In old-style programming, we write rules directly. In Machine Learning, we give examples, and the system learns the rule by itself.
3. Data
Data is the raw information used by the system. It can be numbers, text, images, sound, clicks, marks, prices, or anything that can be stored and processed.
4. Dataset
A dataset is a collection of related data, usually arranged in a table or structured format.
5. Feature
A feature is an input piece of information used by the model to make a decision or prediction.
6. Label / Target
A label, also called target, is the correct answer the model is trying to learn.
7. Model
A model is the learned system that takes inputs and gives outputs. It is the thing that has learned from data.
8. Training
Training is the process of showing data to the model so it can learn patterns.
9. Testing
Testing means checking whether the trained model works well on new data it did not see during training.
10. Prediction
Prediction is the output the model gives for new input data.
Part 2: Core Machine Learning terminology
11. Regression
Regression is used when the output is a number.
12. Classification
Classification is used when the output is a category or class.
13. Supervised Learning
Supervised learning means training with inputs and correct outputs together.
14. Unsupervised Learning
Unsupervised learning means the system only gets data, not correct answers, and it tries to discover structure or patterns by itself.
15. Algorithm
An algorithm is the method or technique used to train the model.
16. Overfitting
Overfitting happens when the model memorizes training data too much and fails on new data.
17. Underfitting
Underfitting happens when the model is too weak to learn the pattern properly.
18. Accuracy
Accuracy tells us how many predictions were correct out of the total.
19. Loss
Loss measures how wrong the model’s predictions are. Smaller loss is better.
20. Epoch
An epoch means one full pass through the training data during learning.
21. Bias and Variance
Bias is error from being too simple.
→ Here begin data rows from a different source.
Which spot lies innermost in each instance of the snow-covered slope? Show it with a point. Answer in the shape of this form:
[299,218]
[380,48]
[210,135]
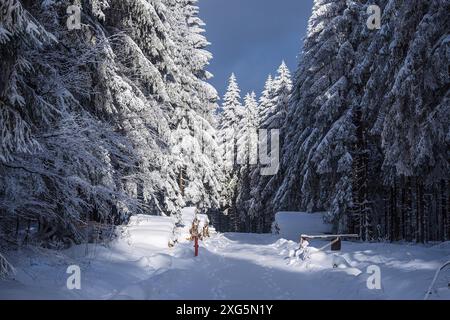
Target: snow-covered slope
[140,265]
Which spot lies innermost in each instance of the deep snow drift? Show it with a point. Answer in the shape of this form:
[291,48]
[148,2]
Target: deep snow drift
[231,266]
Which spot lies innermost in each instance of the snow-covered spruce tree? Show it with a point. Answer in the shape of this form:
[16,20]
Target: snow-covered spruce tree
[99,104]
[316,163]
[69,178]
[278,91]
[230,119]
[247,158]
[360,144]
[197,159]
[406,99]
[273,106]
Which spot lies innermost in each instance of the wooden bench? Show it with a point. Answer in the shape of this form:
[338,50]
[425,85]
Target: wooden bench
[335,243]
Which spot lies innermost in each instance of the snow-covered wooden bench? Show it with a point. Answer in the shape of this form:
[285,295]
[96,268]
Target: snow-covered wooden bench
[335,243]
[310,226]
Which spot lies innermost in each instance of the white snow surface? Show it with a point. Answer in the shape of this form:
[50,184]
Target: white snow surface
[230,266]
[294,224]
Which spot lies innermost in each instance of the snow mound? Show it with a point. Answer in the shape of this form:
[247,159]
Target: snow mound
[150,231]
[290,225]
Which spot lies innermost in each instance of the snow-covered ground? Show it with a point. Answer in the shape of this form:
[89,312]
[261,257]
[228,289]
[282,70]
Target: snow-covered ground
[230,266]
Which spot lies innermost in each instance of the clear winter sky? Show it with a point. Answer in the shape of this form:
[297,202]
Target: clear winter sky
[252,37]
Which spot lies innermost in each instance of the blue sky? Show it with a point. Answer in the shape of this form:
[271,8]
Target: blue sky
[252,37]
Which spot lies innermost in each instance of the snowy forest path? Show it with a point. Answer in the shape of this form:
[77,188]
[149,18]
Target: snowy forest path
[230,266]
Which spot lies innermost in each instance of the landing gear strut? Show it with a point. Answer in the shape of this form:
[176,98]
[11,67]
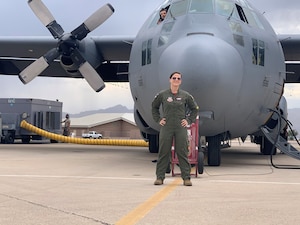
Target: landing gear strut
[214,150]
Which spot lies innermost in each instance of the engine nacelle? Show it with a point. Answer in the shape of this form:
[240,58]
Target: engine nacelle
[89,51]
[67,63]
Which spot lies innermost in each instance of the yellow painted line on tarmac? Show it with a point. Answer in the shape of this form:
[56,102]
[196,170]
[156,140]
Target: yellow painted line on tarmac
[142,210]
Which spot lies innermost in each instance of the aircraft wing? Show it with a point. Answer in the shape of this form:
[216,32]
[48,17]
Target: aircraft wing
[16,53]
[291,49]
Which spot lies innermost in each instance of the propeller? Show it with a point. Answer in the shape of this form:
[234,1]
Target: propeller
[68,44]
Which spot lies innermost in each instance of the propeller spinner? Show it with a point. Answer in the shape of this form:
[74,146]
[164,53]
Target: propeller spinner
[67,44]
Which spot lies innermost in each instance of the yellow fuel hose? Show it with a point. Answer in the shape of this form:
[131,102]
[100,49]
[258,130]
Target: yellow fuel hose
[24,124]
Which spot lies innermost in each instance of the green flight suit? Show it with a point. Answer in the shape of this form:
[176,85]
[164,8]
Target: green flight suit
[175,107]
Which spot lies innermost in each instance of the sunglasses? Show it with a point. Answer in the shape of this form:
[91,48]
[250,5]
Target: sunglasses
[176,78]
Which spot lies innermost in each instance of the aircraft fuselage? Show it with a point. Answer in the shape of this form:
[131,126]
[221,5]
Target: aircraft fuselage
[229,56]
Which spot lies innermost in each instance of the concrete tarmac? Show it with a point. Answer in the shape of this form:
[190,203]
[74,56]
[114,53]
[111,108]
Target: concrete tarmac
[69,184]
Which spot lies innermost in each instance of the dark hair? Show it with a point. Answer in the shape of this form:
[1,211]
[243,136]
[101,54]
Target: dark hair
[174,73]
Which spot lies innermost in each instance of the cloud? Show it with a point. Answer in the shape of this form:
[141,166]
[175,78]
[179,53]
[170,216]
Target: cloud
[129,16]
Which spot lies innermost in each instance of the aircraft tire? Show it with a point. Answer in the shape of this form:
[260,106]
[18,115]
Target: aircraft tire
[214,151]
[266,147]
[9,138]
[153,143]
[25,140]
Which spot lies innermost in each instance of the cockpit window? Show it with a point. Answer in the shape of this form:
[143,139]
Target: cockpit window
[225,8]
[201,6]
[178,9]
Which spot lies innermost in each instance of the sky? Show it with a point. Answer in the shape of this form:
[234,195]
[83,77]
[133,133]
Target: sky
[17,19]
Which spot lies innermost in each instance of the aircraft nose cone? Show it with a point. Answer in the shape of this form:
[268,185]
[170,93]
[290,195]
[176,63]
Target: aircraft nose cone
[211,68]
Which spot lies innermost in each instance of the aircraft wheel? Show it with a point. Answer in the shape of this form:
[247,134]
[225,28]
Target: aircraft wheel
[200,162]
[214,151]
[9,139]
[266,147]
[25,140]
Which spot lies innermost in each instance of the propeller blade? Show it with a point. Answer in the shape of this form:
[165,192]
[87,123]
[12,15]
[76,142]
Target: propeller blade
[45,16]
[95,20]
[87,71]
[38,66]
[33,70]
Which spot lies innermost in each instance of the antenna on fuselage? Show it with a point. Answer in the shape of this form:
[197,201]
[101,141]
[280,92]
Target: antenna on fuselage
[231,14]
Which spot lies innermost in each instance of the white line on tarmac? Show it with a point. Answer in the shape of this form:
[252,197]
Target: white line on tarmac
[253,182]
[74,177]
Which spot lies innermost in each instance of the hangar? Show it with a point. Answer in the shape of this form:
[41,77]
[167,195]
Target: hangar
[110,125]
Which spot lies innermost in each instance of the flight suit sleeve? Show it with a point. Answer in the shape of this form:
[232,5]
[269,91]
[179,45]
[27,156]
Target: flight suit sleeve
[194,109]
[155,107]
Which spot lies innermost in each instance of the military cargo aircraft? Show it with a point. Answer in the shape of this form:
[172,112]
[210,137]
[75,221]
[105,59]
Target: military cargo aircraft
[232,62]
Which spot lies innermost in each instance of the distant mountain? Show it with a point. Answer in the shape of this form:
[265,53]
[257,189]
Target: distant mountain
[114,109]
[293,114]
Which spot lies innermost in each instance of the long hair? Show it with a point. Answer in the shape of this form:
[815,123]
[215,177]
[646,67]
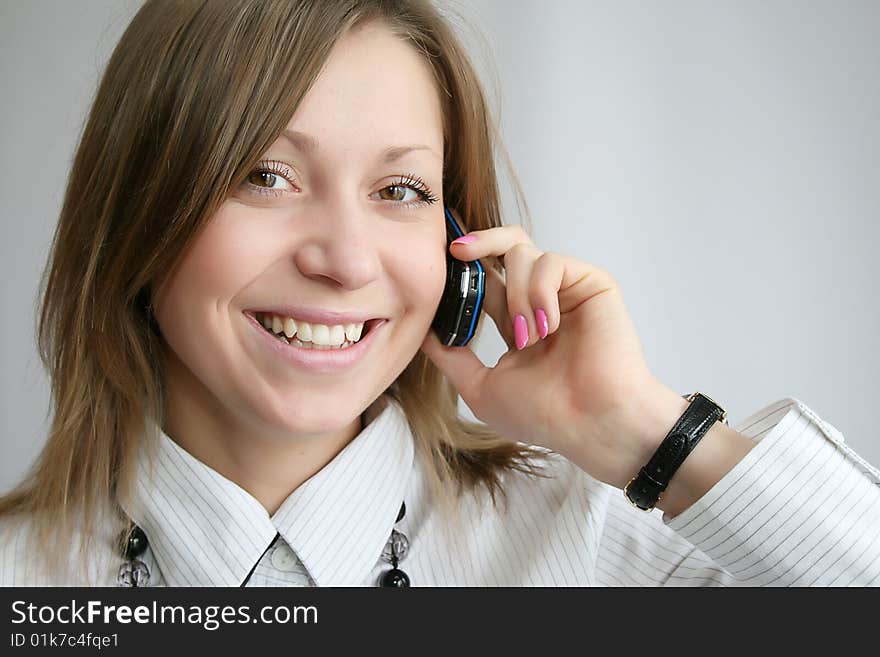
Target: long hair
[194,92]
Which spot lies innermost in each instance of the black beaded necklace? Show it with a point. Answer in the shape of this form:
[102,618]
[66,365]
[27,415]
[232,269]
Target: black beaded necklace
[134,572]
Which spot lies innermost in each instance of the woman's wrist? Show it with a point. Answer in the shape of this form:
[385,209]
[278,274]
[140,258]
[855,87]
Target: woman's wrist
[634,433]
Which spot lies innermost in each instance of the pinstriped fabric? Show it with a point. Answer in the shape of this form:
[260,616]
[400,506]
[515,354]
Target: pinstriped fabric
[801,509]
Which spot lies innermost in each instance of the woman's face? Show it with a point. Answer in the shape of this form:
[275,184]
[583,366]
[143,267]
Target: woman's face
[325,230]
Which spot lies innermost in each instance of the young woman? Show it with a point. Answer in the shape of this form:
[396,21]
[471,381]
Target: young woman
[247,388]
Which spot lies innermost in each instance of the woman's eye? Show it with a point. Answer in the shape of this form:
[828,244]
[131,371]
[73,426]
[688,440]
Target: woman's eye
[269,178]
[267,182]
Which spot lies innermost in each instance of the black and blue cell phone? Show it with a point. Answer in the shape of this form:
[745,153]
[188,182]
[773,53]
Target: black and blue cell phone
[460,307]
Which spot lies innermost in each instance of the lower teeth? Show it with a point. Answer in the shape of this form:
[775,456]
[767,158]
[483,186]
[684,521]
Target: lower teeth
[296,342]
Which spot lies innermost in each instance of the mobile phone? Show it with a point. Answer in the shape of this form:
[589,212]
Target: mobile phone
[461,305]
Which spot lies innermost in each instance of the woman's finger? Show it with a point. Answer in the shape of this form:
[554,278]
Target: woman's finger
[519,265]
[495,305]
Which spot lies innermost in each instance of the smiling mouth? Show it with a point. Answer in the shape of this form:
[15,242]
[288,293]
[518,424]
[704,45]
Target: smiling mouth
[296,340]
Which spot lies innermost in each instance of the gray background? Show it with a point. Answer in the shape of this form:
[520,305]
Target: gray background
[719,159]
Variance is error from being too sensitive to the training data.
Part 3: Deep Learning terminology
22. Deep Learning
Deep Learning is a part of Machine Learning that uses layered neural networks to learn complex patterns.
23. Neural Network
A neural network is a model made of connected layers that transform input step by step into output.
24. Input Layer
The input layer is where the model receives data.
26. Output Layer
The output layer gives the final prediction.
27. Weights
Weights are numbers inside the model that tell it how important different inputs are.
28. Activation Function
An activation function helps the neural network decide how strongly a neuron should respond.
29. Backpropagation
Backpropagation is the method used to send the error backward through the network and adjust weights.
30. Optimizer
An optimizer is the method used to update the model so that loss becomes smaller.
Important distinction
- AI is the broad field.
- ML is one part of AI.
- Deep Learning is one part of ML.
Three questions to ask
- What is the input?
- What is the output?
- What pattern must the model learn?
How terms connect
- Dataset contains data.
- Features are inputs.
- Labels are answers.
- Training builds the model.
- Testing checks the model.
Quick Revision Sheet
Fast definitions
- AI: making computers do intelligent tasks
- ML: learning patterns from data
- Data: raw information
- Dataset: collection of data
- Feature: input clue
- Label: correct answer
- Model: learned system
- Training: learning from examples
- Testing: checking on new examples
- Prediction: model output
Fast task types
- Regression: predict a number
- Classification: predict a category
- Supervised: train with answers
- Unsupervised: find patterns without answers
- Overfitting: memorized too much
- Underfitting: learned too little
- Accuracy: how many were correct
- Loss: how wrong the model is
- Deep Learning: ML with layered neural networks
Final message
AI-ML terminology looks heavy only at the beginning. Once you connect each word to a simple idea, the subject becomes much easier. Learn the words slowly, connect them to examples, and use them while building small projects.
Real understanding grows when you read the term, see it in code, and use it in a project.